E questa riflessione ci porta a un’ultima considerazione: il museo della città, per diventare un’efficace istituzione per l’educazione permanente, deve accettare l’idea che il proprio pubblico è un mondo in movimento con cui interagire per lo più nello spazio aperto della città e del territorio; un pubblico che dedicherà una minima parte di tempo alla stanzialità all’interno dell’edificio museo ma che potrà essere coinvolto in percorsi di conoscenza e di apprendimento se saranno sapientemente sfruttati i luoghi e i gesti della quotidianità, quali appunto aspettare un metro.
Paradossalmente, il museo dovrà “spingere fuori” il proprio pubblico e sollecitarlo a trovare nella città il riscontro e l’aggiornamento di ciò che nelle sale espositive è stato solo evocato.
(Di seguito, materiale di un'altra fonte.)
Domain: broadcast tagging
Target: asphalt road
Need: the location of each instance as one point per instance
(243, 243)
E’ a mio avviso da leggere in questo senso anche il progetto dell’Unione Europea Socrates/Museums, Keyworkers and Lifelong Learning sviluppato nel 1998 per identificare e documentare maniere innovative con le quali i keyworkers (che possono essere identificati nello staff del museo, negli educatori, negli operatori attivi presso comunità o in altri addetti a servizi pubblici) possono collegare il museo – quale risorsa culturale per l’apprendimento – ai potenziali discenti nella città. Uno dei partners del progetto è stata la città di Stoccolma che ha deciso di rivolgersi con un programma di corsi( per lo più svolti con passeggiate nella città) a coloro che in modi differenti lavorano e attraversano quotidianamente Stoccolma, come i conducenti di bus, i poliziotti, i tassisti,i wardens traffic e così via. L’idea è stata quella di pensare che se questi professionisti avessero saputo più cose sulla città in cui vivono e operano, avessero conosciuto meglio la sua storia, i suoi monumenti, la sua cultura, si sarebbero sentiti più sicuri e si sarebbero aperti con maggior disponibilità ai turisti e in generale al pubblico e soprattutto avrebbero percepito di giocare un ruolo importante nella vita e nella cultura cittadina. Il risultato è stato che l’entusiasmo con cui sono stati seguiti i corsi e con cui questi operatori hanno cominciato a comunicare ciò che avevano appreso ha innescato un nuovo interesse e un diverso coinvolgimento nei residenti locali, nelle famiglie, tra i compagni di lavoro, creando dunque una diffusione a cerchi concentrici di rinnovata consapevolezza a beneficio del singolo individuo e della città stessa, che ha così trovato attivi e coinvolgenti “strumenti” di comunicazione della propria storia e identità.
Si può dunque dire che con questo progetto è stato individuato nei keyworkers –definiti anche “living ambassador” - l’anello di congiunzione tra il museo e la città in movimento.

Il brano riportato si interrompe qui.